The recent class-action lawsuits filed against Disney, Viacom and Kiloo in the US have prompted the kids’ media industry, in particular publishers, to reassess how they operate. If you’re a publisher, here’s what you should know:
1) Know your partners: The risks have now increased. Serious kids’ publishers will have to reconsider their partnership with all ad networks and adtech platforms that can’t operate without collecting data. When you rely on contracts or the goodwill of your partners to be compliant, you don’t know (and cannot easily test or prove) whether they are in fact treating data collected on your site compliantly. You may be compliant as far as the regulator is concerned, but do you look compliant to the public (or to class-action lawyers)?
2) You’re either in the kids content business or not. Five years ago, publishers with a ‘family’ audience could sit on the fence and optimize for both. That time has now passed. If you are a general audience publisher that also has kids’ traffic, you need to accelerate the implementation of age gates, and commit to putting your under-13 audience into a zero-data environment.
3) This one’s worth repeating – the onus is on you! Just as it is for advertisers and agencies, the same applies to publishers. The lawsuits are broadly based on two claims: that the SDK partners or ad networks knew, or should have known, that the apps in question were kids’ apps and if they did know, then they must not use any data collected for behavioural tracking or user profiling, and that these partners likely breached COPPA because profiling and targeting is their core business. Although it may seem the focus is all on the ad network partners, in fact the onus is on both the publisher and the ad network to prove that they did not use kids’ data in breach of COPPA.

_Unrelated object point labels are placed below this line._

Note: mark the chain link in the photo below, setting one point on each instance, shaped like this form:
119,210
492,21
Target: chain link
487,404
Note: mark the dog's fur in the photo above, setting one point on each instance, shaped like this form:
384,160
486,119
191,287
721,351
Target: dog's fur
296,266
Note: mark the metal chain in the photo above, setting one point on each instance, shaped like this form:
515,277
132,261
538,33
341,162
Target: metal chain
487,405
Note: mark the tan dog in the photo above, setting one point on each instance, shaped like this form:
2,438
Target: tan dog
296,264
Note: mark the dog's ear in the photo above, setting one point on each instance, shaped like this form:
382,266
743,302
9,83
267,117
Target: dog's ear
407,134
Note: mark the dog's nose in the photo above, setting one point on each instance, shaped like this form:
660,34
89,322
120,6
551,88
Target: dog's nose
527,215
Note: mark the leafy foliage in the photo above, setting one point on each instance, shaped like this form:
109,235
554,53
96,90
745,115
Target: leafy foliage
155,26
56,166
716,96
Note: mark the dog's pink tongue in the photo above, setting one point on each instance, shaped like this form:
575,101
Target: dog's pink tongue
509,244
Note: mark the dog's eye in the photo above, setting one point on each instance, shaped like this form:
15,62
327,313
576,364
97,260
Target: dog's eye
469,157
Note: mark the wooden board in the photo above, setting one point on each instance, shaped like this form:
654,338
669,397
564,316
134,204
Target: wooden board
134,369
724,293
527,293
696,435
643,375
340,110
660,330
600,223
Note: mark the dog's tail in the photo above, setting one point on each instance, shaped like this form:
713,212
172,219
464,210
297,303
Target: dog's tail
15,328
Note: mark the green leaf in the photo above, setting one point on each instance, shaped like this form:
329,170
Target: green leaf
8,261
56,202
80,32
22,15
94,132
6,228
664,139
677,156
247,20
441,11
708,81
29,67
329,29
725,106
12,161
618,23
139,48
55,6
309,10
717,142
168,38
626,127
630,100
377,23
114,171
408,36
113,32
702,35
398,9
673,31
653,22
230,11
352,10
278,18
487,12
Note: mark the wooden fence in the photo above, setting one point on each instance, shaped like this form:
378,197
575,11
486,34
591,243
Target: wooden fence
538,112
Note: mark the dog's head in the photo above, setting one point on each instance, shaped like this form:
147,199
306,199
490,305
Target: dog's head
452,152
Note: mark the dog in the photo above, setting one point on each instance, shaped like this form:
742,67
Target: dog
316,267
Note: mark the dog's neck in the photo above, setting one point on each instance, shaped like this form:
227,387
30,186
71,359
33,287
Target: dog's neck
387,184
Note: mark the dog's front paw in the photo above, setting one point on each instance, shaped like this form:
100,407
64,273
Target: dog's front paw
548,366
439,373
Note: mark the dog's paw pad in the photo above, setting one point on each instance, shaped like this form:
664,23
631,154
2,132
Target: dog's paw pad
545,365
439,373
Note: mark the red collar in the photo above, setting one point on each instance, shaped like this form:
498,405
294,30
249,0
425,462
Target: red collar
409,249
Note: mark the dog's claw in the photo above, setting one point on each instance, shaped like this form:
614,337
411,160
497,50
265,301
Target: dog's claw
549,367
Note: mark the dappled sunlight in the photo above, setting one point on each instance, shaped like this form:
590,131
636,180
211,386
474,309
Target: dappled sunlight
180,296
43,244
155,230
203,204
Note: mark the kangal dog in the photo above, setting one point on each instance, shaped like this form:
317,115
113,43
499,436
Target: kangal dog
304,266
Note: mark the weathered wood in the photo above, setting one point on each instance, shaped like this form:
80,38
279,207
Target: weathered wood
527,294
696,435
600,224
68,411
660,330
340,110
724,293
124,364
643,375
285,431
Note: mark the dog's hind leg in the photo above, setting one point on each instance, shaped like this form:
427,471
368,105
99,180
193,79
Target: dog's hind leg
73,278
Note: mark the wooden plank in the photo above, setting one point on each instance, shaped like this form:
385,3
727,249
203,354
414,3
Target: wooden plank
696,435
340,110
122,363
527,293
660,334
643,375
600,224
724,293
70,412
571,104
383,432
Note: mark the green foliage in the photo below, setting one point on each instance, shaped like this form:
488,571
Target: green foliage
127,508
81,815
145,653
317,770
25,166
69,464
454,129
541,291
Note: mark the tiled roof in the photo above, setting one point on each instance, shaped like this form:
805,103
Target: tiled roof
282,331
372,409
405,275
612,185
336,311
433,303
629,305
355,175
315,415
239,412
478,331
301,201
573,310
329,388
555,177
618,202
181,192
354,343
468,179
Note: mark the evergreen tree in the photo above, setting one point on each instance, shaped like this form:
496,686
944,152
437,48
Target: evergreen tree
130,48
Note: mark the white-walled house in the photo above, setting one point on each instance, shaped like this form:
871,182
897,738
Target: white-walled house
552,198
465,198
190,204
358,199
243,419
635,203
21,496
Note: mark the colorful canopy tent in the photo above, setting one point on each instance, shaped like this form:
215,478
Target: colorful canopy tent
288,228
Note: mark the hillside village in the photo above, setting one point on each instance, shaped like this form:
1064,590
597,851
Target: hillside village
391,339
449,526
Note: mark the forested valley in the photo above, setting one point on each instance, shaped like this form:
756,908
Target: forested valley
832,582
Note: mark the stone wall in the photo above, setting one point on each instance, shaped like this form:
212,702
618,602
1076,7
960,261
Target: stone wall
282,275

4) This is just the beginning: In the lead up to the GDPR enforcement date (25 May 2018) the spotlight is on kids’ digital safety and data privacy. Article 8 of the GDPR basically replicates COPPA, so it’s highly likely that there will be much more aggressive enforcement action. The fact that a US class-action lawsuit is suing a privately-held games publisher should be fair warning for others. Publishers need to have a coherent, technically (and legally) sound kids’ digital strategy.
5) It’s actually good news for ad monetization strategies. By putting in place these measures for your U13 audience, you’re also creating exactly the kind of standards that the top kids advertisers are looking for (who are also very aware of what’s happening on the regulatory side).